Materials with high magnetic anisotropy are widely used in magnetic storage. In this work, we systematically investigated the structural stability, electronic structure and magnetic properties of the CdSe${}_2$ monolayer adsorbed by Cr, Mn, Fe and Co atoms and their dimers by first-principles calculations. It is shown that the most stable adsorption sites are located at the positions of bridge bonds formed by Se–Se atoms, the adsorption of atoms and dimers on the CdSe${}_2$ monolayer is chemisorbed. All adsorption systems are magnetic semiconductors, and the system adsorbed Ir–Co dimer is a magnetic metal. The total magnetic moments of the systems adsorbed by the Cr, Mn, Ir and Co atoms are 4.00 ${\mu }_B$, 5.00 ${\mu }_B$, 4.00 ${\mu }_B$ and 3.00 ${\mu }_B$, respectively, the mechanisms of forming integer total magnetic moments and magnetic semiconductor band gaps are discussed by the hybridization, occupation and distribution of electronic states in the crystal field.

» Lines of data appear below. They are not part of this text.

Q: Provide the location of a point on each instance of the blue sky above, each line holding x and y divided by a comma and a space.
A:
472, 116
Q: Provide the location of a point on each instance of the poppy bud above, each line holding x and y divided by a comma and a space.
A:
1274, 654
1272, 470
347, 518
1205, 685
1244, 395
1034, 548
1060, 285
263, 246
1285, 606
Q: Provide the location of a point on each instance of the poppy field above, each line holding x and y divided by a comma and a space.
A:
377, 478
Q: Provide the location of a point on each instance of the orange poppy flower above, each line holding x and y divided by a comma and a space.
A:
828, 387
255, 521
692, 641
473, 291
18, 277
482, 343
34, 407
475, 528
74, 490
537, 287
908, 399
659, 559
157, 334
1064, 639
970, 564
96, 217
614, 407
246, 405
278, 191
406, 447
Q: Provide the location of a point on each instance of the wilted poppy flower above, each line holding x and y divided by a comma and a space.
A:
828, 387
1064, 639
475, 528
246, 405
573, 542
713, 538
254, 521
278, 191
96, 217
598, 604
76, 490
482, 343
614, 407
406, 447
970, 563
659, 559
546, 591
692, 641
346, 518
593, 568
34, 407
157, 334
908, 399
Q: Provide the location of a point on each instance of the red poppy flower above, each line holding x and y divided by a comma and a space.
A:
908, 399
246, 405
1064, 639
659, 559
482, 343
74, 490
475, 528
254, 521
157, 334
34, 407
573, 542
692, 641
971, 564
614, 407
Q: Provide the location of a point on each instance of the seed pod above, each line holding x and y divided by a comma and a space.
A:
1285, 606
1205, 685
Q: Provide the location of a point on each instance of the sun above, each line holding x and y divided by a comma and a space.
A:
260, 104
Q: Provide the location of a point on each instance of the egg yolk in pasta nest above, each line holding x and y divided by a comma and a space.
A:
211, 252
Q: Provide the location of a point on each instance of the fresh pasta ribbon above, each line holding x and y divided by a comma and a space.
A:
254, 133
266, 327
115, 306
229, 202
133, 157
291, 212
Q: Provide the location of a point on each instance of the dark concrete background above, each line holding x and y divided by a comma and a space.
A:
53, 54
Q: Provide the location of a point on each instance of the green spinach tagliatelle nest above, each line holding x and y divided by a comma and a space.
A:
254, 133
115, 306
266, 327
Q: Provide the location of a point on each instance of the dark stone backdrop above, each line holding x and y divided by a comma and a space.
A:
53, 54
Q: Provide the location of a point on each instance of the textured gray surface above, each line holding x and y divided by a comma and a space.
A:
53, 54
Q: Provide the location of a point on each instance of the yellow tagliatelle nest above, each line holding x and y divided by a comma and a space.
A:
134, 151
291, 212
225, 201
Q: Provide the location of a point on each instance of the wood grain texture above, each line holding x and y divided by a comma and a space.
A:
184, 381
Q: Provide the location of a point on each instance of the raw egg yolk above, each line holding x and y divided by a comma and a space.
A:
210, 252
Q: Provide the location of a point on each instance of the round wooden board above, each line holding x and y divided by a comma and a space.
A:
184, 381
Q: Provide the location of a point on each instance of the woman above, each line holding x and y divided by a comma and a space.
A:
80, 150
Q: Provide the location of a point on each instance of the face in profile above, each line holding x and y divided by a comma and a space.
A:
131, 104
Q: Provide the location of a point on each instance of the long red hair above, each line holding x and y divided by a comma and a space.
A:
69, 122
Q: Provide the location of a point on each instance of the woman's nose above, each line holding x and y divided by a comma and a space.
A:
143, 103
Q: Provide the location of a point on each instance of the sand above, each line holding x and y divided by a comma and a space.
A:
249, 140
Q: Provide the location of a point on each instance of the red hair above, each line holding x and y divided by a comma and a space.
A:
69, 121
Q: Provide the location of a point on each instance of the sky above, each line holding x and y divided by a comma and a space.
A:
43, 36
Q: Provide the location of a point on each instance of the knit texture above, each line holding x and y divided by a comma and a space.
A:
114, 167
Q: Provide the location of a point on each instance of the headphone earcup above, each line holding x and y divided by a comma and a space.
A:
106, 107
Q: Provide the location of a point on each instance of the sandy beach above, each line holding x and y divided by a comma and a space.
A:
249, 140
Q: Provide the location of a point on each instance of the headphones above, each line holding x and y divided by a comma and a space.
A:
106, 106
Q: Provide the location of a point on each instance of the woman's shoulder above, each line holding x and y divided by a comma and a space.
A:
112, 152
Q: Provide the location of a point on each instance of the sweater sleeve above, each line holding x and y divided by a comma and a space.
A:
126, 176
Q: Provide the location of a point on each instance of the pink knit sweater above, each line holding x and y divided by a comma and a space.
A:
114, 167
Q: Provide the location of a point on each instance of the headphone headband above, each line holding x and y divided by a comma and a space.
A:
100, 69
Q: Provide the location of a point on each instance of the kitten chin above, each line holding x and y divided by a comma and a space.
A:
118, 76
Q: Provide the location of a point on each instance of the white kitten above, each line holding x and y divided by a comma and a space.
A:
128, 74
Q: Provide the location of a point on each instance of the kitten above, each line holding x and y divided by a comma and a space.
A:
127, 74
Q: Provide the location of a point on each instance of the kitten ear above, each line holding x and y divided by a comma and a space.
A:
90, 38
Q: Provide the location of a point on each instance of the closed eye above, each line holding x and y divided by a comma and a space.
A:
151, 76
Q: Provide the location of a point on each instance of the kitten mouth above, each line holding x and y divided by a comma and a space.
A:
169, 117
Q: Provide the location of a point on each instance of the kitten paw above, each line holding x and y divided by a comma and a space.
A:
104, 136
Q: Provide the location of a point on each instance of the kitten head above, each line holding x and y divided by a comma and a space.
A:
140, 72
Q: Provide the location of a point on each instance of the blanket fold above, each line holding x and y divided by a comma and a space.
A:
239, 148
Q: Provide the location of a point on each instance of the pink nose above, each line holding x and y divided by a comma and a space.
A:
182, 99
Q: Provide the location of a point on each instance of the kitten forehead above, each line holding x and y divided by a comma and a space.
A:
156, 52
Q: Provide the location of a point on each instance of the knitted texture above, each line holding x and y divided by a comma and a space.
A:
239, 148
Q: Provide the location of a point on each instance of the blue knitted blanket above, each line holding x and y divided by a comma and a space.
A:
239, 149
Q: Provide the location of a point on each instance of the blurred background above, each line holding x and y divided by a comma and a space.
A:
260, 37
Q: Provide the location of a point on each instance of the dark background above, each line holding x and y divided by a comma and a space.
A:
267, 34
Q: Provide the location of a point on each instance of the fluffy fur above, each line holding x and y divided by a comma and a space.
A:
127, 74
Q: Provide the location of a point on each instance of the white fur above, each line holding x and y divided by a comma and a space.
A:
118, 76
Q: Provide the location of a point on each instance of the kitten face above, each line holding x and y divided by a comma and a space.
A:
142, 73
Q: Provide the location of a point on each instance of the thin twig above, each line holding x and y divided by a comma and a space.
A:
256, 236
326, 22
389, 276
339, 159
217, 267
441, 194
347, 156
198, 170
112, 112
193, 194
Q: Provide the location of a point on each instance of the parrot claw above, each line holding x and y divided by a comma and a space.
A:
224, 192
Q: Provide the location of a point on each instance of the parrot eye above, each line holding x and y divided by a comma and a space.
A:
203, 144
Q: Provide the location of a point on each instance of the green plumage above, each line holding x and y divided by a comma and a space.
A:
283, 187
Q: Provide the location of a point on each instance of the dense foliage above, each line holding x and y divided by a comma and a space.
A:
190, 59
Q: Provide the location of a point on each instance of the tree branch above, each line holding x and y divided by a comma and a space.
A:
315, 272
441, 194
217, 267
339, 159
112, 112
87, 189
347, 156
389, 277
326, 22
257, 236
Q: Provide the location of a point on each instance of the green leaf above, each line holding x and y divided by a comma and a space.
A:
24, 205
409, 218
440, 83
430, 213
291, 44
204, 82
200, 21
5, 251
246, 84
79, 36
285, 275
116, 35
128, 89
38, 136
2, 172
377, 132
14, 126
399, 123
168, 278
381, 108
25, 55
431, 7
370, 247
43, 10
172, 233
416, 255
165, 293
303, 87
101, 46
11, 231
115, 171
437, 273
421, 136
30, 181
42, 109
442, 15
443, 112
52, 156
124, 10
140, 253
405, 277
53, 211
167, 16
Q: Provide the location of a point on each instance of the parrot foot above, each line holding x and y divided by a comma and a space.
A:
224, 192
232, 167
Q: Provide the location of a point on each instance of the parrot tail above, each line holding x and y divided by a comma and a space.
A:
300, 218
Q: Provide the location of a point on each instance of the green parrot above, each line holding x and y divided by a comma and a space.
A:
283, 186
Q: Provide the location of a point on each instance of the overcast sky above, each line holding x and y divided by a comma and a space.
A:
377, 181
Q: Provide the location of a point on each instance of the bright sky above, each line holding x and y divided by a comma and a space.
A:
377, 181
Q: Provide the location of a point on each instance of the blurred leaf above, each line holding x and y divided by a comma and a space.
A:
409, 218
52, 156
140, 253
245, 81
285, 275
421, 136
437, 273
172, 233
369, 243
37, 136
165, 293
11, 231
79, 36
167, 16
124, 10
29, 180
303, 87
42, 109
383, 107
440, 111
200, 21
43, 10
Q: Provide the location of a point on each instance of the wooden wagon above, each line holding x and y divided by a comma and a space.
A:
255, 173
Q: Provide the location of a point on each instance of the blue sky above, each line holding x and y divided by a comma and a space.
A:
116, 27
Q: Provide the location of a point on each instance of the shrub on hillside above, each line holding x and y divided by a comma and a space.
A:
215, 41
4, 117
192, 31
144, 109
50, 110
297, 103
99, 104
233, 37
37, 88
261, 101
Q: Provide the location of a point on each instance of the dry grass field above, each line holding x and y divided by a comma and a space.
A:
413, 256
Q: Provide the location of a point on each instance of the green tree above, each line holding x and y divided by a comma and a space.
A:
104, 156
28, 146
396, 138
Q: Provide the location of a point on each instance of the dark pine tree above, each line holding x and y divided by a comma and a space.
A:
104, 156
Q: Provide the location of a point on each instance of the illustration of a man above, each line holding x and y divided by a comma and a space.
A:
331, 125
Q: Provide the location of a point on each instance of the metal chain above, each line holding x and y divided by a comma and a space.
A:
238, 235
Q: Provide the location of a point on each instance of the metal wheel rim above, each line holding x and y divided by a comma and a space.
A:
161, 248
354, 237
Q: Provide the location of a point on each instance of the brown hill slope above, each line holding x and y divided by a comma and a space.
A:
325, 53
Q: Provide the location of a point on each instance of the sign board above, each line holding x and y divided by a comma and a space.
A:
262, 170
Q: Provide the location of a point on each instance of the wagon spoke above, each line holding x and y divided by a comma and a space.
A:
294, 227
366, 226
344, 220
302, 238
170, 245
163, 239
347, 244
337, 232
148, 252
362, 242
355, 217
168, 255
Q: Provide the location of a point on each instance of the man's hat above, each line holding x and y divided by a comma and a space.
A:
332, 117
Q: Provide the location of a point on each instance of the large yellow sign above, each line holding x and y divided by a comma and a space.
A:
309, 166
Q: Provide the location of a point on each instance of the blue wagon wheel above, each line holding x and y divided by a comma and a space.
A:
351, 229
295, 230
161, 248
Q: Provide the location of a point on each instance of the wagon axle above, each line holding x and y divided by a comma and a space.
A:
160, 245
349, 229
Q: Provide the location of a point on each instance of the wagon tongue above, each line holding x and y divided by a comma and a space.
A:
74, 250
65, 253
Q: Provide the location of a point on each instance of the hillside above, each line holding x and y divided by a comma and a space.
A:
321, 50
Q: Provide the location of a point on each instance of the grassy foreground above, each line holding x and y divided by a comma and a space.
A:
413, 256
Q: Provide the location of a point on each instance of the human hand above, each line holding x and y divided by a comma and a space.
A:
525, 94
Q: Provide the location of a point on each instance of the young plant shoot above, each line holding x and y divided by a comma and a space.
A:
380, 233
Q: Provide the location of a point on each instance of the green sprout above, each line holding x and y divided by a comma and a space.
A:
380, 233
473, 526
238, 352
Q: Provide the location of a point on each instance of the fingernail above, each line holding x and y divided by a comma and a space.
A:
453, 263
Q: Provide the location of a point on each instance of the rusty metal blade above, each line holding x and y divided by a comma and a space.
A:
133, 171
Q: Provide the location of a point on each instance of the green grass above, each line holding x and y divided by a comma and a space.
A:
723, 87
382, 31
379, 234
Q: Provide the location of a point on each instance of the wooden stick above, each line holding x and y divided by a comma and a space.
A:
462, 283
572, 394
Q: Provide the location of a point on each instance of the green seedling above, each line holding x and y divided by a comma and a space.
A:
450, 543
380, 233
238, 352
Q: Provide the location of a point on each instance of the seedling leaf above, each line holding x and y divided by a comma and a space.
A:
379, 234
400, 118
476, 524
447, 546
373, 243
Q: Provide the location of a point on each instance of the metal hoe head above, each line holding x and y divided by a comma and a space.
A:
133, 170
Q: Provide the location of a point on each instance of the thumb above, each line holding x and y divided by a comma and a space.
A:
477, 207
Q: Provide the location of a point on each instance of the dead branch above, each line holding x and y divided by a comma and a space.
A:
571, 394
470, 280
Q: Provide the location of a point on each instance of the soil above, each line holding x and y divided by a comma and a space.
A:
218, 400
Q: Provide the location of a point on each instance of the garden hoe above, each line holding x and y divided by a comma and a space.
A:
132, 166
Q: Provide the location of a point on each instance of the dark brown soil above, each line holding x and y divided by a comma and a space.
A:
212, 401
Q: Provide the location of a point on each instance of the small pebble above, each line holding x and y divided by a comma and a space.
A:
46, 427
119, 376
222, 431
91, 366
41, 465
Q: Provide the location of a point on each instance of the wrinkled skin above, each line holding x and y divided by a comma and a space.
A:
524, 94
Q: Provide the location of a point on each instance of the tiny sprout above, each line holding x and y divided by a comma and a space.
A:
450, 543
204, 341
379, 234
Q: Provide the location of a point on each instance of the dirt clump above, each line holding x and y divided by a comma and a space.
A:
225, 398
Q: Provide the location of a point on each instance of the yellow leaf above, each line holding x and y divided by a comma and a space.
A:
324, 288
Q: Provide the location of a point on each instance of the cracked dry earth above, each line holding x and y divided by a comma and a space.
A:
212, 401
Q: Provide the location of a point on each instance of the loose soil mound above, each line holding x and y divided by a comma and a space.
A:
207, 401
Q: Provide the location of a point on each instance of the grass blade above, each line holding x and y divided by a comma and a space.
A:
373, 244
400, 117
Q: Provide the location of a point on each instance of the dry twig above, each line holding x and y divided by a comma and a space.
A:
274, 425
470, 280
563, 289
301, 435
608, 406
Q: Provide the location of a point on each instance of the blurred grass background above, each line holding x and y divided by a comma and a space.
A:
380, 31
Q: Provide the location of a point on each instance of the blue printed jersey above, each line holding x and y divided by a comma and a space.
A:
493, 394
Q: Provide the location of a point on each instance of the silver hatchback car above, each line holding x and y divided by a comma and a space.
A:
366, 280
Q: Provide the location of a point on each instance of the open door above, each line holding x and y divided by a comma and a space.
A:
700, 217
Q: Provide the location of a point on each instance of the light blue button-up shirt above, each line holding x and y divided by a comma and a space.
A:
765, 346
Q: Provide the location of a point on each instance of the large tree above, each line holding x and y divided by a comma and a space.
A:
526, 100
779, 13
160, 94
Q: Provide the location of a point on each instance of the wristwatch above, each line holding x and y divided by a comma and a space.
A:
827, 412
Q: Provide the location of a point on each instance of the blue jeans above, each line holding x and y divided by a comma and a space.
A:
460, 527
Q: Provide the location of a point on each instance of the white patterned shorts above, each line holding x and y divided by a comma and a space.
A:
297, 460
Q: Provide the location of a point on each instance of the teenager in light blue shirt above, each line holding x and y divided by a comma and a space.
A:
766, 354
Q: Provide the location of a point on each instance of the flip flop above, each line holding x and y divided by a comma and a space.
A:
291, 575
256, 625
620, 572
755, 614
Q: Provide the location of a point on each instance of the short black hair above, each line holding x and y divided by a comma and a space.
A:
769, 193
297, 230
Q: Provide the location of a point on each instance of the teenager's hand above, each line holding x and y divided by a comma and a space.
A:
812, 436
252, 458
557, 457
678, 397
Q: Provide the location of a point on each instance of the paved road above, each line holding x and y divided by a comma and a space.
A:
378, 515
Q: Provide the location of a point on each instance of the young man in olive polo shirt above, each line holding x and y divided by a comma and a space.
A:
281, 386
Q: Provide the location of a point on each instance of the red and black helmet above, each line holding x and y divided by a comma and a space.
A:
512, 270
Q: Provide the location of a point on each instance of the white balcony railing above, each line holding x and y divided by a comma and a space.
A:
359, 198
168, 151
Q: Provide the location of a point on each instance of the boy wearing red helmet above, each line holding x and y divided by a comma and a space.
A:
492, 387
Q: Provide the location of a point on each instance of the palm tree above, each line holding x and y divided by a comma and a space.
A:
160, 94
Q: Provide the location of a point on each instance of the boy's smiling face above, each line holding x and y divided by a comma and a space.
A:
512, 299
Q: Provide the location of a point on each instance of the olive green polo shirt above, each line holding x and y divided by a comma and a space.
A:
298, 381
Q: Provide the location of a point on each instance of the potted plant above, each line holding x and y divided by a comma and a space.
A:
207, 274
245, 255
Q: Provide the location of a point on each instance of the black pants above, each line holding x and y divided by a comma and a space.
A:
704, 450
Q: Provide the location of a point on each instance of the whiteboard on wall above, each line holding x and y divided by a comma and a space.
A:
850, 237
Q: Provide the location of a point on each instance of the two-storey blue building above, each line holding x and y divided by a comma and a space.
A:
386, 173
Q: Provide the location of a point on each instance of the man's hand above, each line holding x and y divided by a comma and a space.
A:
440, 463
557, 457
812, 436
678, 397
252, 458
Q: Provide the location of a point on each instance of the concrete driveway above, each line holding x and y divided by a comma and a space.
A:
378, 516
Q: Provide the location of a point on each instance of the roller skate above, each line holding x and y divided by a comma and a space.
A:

The CdSe${}_2$ adsorbed by Ir–Cr, Ir–Mn, Ir–Fe and Ir–Co dimers exhibit large magnetic anisotropy energies (MAEs) of 27.15 meV, -49.29 meV, 29.24 meV and 27.90 meV, respectively, and the origin of the MAEs is explained by the second-order perturbation theory of magnetic anisotropy. In addition, the largest MAE of the adsorbed systems reaches 33.28 meV by applying -4%$\sim$4% biaxial strain. In conclusion, our research provides a valuable exploration for the design of materials with larger magnetic anisotropy by the 2D materials adsorbed by atoms or dimers.